Le vert émeraude est joli, mais un rouge sombre serait peut-être mieux, ou alors un violet, pourquoi pas… La vendeuse fouille la pile de vêtements défaits, en profite pour remettre en place quelques modèles, m’en présente un autre, très semblable, violet vif à col montant :
- Voilà, je pense que ça devrait vous aller ! Vous pouvez essayer plusieurs modèles, si vous voulez. Avec la jupe grise, ça ira très bien…
Dix minutes plus tard, la cabine d’essayage déborde de jupes en lainage noir et gris, et de pulls de toutes les couleurs. Je tire l’épais rideau de la cabine, commence à me déshabiller.
Au moment d’enfiler le débardeur violet, l’étiquette me saute aux yeux, les lettres se détachent, on dirait qu’elles sont en feu : « Bangladesh ».
L’odeur toujours aussi prégnante du tissu neuf me semble âcre tout à coup, des images se superposent aux montagnes multicolores de tissus empilés : une pièce au sol de terre battue, la chaleur accablante du lieu, cette unique pièce où vivent adultes et enfants, dix personnes réunies sous un ventilateur géant dont les pales tournent lentement.

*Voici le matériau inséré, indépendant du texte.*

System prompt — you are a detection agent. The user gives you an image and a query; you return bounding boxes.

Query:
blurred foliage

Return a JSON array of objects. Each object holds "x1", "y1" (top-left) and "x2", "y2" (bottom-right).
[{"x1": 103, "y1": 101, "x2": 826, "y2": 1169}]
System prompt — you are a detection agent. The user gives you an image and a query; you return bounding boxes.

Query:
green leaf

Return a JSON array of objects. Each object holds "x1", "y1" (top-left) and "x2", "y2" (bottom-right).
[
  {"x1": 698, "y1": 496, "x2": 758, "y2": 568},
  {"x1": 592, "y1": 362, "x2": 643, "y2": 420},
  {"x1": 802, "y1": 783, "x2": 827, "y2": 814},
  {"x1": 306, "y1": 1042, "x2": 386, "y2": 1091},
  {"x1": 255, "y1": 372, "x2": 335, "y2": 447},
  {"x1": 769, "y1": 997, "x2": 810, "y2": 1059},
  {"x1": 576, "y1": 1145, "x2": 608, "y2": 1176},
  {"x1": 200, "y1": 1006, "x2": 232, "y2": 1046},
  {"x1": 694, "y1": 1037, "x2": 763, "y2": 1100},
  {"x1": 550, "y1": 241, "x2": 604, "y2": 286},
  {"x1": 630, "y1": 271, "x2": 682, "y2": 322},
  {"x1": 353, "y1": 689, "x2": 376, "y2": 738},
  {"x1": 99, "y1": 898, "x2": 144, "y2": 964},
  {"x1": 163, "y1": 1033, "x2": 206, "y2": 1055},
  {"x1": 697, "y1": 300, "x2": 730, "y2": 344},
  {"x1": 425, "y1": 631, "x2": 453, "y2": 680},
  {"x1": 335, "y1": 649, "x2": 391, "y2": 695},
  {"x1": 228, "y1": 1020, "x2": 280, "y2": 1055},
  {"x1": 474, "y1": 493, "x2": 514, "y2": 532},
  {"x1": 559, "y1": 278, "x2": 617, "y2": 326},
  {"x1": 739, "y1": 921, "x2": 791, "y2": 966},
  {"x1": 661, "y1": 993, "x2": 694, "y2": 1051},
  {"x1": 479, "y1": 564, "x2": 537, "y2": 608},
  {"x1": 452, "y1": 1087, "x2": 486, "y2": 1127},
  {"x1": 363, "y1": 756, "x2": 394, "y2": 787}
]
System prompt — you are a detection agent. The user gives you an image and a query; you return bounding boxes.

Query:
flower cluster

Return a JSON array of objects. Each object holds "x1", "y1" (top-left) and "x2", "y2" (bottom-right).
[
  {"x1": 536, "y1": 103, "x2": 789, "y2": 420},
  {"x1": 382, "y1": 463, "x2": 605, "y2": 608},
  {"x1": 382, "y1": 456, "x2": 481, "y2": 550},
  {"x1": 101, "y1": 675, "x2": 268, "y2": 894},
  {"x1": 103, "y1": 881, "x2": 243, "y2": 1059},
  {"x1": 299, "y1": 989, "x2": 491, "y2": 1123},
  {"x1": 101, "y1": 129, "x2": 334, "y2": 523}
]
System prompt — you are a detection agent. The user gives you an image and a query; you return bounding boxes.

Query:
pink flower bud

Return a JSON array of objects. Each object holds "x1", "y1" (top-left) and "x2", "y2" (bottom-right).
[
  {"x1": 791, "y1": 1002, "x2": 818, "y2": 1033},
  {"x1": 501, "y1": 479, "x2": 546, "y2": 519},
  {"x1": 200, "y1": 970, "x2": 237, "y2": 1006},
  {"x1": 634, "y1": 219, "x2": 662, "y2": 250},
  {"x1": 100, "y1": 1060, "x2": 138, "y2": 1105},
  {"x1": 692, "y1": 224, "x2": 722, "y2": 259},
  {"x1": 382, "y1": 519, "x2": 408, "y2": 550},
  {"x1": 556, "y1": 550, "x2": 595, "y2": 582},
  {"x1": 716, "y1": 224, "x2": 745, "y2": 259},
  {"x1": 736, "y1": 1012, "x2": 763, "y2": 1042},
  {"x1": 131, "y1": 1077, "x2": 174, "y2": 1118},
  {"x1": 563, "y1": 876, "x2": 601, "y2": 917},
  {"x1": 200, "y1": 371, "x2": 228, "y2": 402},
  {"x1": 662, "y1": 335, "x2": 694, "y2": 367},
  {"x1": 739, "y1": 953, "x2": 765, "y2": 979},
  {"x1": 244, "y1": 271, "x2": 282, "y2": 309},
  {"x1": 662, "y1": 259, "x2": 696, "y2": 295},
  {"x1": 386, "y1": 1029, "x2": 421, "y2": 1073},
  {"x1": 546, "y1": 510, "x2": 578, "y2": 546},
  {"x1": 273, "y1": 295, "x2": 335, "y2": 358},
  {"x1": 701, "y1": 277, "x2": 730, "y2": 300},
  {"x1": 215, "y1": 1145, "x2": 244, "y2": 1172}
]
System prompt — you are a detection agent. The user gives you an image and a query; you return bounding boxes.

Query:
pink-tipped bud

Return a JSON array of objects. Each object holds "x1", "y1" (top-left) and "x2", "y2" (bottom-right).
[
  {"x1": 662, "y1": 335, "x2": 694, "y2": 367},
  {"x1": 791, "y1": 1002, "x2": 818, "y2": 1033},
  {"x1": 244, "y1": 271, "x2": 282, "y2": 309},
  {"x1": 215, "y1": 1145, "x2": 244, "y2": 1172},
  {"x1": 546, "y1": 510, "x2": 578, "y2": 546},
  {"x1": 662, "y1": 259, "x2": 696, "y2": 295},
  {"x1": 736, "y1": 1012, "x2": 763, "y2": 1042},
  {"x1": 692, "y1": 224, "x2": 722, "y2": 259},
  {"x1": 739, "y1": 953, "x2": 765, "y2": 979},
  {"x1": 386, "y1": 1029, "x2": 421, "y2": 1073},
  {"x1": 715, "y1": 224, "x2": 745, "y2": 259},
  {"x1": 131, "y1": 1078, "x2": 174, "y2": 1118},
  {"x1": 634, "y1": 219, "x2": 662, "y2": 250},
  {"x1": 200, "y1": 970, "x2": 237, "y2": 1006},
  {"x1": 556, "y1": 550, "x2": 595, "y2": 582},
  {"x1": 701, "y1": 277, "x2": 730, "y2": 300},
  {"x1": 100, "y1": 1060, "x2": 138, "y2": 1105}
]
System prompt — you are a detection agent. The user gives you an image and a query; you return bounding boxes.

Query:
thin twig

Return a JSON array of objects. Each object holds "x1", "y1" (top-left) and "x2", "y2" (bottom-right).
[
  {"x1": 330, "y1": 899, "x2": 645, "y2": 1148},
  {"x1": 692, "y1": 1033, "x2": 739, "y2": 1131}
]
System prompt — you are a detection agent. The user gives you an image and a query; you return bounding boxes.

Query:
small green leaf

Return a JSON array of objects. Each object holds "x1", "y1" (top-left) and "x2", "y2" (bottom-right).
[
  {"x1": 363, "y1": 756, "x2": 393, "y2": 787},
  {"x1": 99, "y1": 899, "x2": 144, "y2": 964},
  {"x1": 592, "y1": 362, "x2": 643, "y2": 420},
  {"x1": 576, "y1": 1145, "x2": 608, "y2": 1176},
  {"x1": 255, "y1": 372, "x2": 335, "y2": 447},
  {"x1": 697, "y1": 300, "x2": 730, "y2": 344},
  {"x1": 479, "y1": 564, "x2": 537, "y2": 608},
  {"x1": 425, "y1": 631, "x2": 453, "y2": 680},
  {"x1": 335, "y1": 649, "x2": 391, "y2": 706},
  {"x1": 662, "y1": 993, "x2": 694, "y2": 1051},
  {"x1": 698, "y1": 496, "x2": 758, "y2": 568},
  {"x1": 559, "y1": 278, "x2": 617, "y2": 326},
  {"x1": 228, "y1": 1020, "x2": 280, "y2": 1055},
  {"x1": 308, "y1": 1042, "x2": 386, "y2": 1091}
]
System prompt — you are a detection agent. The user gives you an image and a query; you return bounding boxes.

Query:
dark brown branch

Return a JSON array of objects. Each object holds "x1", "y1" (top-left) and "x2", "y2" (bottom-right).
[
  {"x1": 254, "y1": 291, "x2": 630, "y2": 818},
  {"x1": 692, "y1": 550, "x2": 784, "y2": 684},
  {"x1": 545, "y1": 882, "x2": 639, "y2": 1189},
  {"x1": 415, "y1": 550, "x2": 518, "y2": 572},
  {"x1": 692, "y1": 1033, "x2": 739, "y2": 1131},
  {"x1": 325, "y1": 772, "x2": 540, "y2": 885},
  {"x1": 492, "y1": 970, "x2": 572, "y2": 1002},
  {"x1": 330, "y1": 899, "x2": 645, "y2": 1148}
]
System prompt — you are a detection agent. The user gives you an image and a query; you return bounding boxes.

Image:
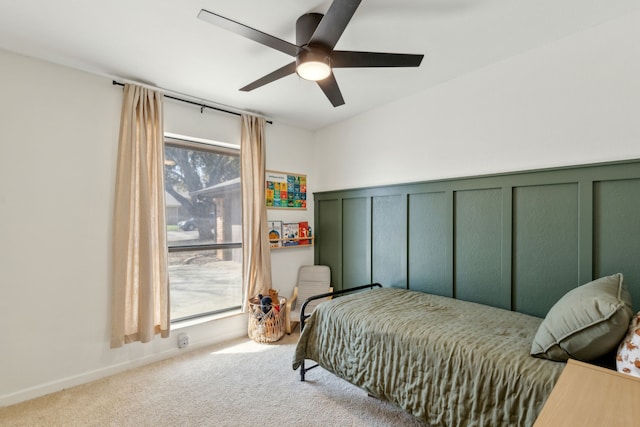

La femme explique qu’ils ont pu acheter le ventilateur grâce à son salaire, depuis qu’elle travaille dans l’usine textile qui s’est implantée tout près, la pauvreté s’est éloignée… au moins un peu. Ce soir, la famille mangera du riz, peut-être même du pain aussi, du pain rond et plat.
La nausée m’envahit soudain, je ne sais plus très bien ce que je suis venue faire ici : chercher quoi ? Ne surtout pas rater les « derniers jours » ? Les derniers jours de quoi, au juste ?
Je repose le petit haut assemblé au Bangladesh, j’ai l’impression de voir ces containers pleins de cartons remplis de textiles traversant les mers, polluant l’océan, et des bouches affamées tandis que des mains, petites ou grandes, piquent les tissus chamarrés…
J’enfile mon pull, mon manteau, sors en courant. En claquant la porte vitrée du grand magasin, la voix aimable de la vendeuse résonne encore, tel un écho :
- Ça n’allait pas, madame ? Vous voulez essayer une autre taille, un autre modèle… ?

7 commentaires
la mondialisation n’ a pas que des avantages
C’est vrai
En Tous cas avant hier pour les soldes ont a profité de bonnes affaires… Hugo Boss et Burton pour moi, Victoria Secret’s et Calzedonia pour Soso…
Bon Samedi
@+ Pat
impeccable
Presque pas… : je porte par exemple, certains vêtements indémodables avec juste une petite touche neuve (une ceinture, une paire de boucle d’oreilles… ), et ce, depuis des années (le comble ayant été atteint avec un manteau : plus de 20 ans !!! Il est râpé et je ne peux vraiment plus le porter… ) 😀 !!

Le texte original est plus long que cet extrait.